Issey Miyake in Paris in 1998 (Credit: Denis Dailleux)

In 1998, Miyake launched A-POC (A Piece of Cloth) with textile engineer Dai Fujiwara, a technologically driven initiative to eliminate waste in the fabrication process. Feeding a single piece of thread into a knitting machine, they produced tube-shaped garments, their size and shape customisable depending on their intended use. No useless fabric was made, and labour-intensive cutting and sewing processes integral in normal fashion production were virtually eliminated.

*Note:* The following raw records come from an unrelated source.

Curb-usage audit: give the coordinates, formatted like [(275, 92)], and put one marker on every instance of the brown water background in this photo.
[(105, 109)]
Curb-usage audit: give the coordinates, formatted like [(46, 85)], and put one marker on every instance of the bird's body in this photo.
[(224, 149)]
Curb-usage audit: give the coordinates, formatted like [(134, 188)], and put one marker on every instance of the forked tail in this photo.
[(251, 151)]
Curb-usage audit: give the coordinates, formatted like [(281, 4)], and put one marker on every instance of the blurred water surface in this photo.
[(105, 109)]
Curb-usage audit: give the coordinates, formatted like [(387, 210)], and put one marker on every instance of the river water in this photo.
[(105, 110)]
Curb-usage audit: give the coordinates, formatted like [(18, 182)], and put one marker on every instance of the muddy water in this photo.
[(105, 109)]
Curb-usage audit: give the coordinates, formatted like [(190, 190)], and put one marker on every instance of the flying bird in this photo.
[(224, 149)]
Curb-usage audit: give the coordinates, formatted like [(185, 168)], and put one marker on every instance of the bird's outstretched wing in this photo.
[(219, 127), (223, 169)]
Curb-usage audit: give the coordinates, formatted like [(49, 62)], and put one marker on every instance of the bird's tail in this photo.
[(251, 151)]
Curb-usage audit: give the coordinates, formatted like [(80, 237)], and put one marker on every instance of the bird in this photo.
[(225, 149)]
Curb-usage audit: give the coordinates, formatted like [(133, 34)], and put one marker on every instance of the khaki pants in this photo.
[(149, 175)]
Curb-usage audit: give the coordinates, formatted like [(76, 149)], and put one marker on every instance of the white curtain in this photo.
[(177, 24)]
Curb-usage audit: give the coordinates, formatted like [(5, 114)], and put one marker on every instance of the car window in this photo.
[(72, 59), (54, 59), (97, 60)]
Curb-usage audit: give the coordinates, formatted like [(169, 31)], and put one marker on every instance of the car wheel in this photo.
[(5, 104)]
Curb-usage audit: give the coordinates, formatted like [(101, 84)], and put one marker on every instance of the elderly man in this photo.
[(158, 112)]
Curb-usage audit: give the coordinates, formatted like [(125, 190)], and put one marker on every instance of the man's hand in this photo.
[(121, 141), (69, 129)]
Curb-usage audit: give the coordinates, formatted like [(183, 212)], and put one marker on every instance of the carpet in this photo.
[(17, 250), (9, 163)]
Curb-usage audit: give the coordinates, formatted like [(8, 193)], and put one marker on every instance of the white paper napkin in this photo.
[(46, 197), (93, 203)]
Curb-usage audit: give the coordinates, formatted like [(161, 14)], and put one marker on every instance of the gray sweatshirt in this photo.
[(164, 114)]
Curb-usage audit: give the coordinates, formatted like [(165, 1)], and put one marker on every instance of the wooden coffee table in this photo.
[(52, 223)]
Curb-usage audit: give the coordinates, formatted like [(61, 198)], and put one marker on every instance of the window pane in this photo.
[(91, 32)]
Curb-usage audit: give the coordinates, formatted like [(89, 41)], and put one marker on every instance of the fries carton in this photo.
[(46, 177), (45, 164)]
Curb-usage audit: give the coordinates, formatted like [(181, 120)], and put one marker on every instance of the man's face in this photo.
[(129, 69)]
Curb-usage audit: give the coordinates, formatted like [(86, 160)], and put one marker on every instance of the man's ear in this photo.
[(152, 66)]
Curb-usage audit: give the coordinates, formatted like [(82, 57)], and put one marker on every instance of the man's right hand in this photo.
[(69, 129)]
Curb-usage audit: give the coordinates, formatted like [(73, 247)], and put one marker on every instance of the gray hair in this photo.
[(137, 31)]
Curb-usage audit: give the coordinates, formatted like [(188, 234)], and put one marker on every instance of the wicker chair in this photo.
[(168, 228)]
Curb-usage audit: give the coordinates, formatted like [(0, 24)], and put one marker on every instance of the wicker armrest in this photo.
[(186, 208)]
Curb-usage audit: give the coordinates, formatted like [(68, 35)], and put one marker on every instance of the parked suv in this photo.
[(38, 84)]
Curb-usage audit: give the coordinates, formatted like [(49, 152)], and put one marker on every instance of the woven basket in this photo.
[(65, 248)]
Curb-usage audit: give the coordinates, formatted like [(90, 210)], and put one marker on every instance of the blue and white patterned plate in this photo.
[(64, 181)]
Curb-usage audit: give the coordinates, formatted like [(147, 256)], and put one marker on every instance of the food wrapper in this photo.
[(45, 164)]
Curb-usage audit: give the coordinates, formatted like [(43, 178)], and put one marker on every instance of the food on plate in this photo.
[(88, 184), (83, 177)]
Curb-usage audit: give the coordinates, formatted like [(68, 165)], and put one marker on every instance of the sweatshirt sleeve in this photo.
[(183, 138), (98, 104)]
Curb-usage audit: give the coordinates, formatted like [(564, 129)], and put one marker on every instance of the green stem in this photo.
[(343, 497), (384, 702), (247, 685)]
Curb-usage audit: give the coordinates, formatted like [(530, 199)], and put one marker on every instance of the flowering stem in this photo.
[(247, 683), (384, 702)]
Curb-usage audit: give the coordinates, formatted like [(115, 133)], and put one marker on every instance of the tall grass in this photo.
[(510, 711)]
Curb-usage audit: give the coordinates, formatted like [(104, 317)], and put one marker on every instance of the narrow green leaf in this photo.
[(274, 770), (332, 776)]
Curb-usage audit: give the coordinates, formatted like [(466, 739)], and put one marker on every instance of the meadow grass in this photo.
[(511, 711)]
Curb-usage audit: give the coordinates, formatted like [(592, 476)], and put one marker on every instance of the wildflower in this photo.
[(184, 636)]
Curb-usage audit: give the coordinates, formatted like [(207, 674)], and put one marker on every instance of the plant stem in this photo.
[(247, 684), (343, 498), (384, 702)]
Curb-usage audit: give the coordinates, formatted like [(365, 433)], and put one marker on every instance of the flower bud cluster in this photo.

Driven by relentless curiosity for the possibilities within design, Miyake collaborated with craftsmen, textile engineers, and computer scientists alike, harnessing new technological techniques to develop the textiles on which his legacy rests. Despite receiving many awards, including the Kyoto Prize for Lifetime Achievement (2006), Japan’s Order of Culture (2010), and France’s Commandeur of the Lègion d’honneur (2016), Miyake remained grounded in the notion that his achievements are the product of collaborations in and beyond his studio.

In the words of Isamu Noguchi, Miyake’s practice had “more to do with an attitude of warmth and ease – a way of accepting and giving – a generosity that disarms.”  Through sustained belief in the power of design, Issey Miyake has bestowed us with a life’s work of innovation. He leaves this world a little more joyful than when he entered it.